Interfering in Afghan affairs
The Iranian government has both overtly and covertly interfered in internal and political affairs of Afghanistan for several decades, said Khalil Parsa, an anti-corruption activist and political affairs analyst originally from Herat.
Iran's hosting the Taliban is unethical and breaches diplomatic principles, he said.
"As the US efforts to bring peace to Afghanistan and their talks with the Taliban have recently progressed and produced some results, Iran and some other countries cannot tolerate them," he said.
Because "Iran has also been isolated at the regional and global levels," he said, "the Iranian regime overtly supports the Taliban to [try to] gain an advantage."
The Iranian government has a long history of supporting opponents to the Afghan government, he said.
"The recent meeting between the Taliban and Iran in Tehran is merely a spectacle and doesn't have any value," Parsa said. "With this meeting, the Iranian government wants to exhibit its strength and influence and gain some advantage over the United States."
Iran, Russia arming the Taliban
Tehran provides weapons and money to the Taliban to achieve Iranian intelligence and political goals in Afghanistan, Afghan generals and officials have said many times.
Iran's Islamic Revolutionary Guard Corps (IGRC) supplies money, weapons and ammunition to the Taliban in Farah Province, said Dadullah Qani, a member of the Farah provincial council.
"The IGRC supplies a few tankers of fuel through illegal border crossings every day to the Taliban in Farah Province to use for transportation and [other] activities," he said. "The Taliban even sell the fuel and earn a lot of money daily."
"Most of the weapons that the Taliban use in the western region [of Afghanistan] ... are Iranian and Russian," he said. "The Iranian government provides all the weapons and equipment the Taliban need in Farah Province."
The Taliban have continued to retain their political and military presence, thanks to support from the Iranian and Russian regimes in the past few years, said Hasan Hakimi, a civil society activist in Ghor Province.
"These countries have tried in the past few years to enhance the Taliban's political strength, and the Taliban's visits to Moscow and Tehran clearly show their support for the group," he said.
If Iran and Russia stop supporting the Taliban, the group will not have the ability to fight, Hakimi said.

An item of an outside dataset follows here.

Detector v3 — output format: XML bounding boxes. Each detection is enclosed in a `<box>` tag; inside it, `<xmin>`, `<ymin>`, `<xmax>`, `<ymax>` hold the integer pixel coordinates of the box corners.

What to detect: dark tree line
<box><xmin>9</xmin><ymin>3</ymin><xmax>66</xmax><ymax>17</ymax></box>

"Receiving and hosting a terrorist group that is responsible for killing tens of civilians and security forces every day prove that Iran is not a friend of the Afghan people, as it acts more like an enemy," he said.
"The friendship the country claims to have with the Afghan government is only a ruse -- [in reality] the government of Iran strives greatly to weaken the Afghan government," Hakimi said.